Gradient boost is a machine learning technique for regression and classification problems, which produces a prediction model in the form of an ensemble of weak prediction models, typically decision trees. It builds the model in a stage-wise fashion like other boosting methods do, and it generalizes them by allowing optimization of an arbitrary differentiable loss function.
It builds an additive model in a forward stage-wise fashion i.e it allows for the optimization of arbitrary differentiable loss functions. In each stage a regression tree is fit on the negative gradient of the given loss function.
Gradient boost is one of the most powerful concepts in machine learning. The term gradient boost refers to a class of algorithms, rather than a single one. The version with the highest performance is XGBoost, which is short term for Extreme Gradient Boosting.
Let’s take a look at some of the parameters for Gradient Boost :
-
n_estimators : It is the number of boosting stages to perform. GB is fairly robust to over-fitting so a large number usually results in better performance. The default value is 100
-
learning_rate : shrinks the contribution of each tree by the learning rate(value). There is a trade-off between learning_rate and n_estimators. The default value is 0.1
-
n_estimators : The number of boosting stages to perform. The default value is 100
-
loss - It is the loss function to be optimized.

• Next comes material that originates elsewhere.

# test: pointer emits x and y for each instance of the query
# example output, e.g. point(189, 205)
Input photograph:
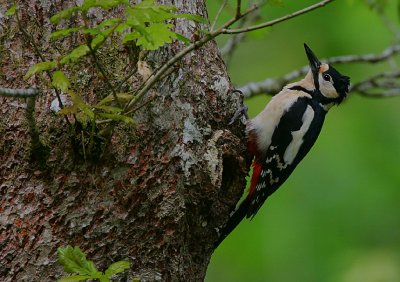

The different loss functions are - ls, lad, huber, quantile, The default being ‘ls’. ‘ls’ refers to least squares regression. ‘lad’ (least absolute deviation) is a highly robust loss function solely based on order information of the input variables. ‘huber’ is a combination of the two. ‘quantile’ allows quantile regression (use alpha to specify the quantile).
-
criterion - It is the function to measure the quality of a split. It is {‘friedman_mse’, ‘mse’, ‘mae’}, The criteria are ‘friedman_mse’ for the mean squared error with improvement score by Friedman, ‘mse’ for mean squared error and ‘mae’ for the mean absolute error. The default value is ’friedman_mse’
-
max_depth - It is the maximum depth of the individual regression estimators. it limits the number of nodes in the tree. We can tune this parameter for best performance; the best value depends on the interaction of the input variables. The default value being 3.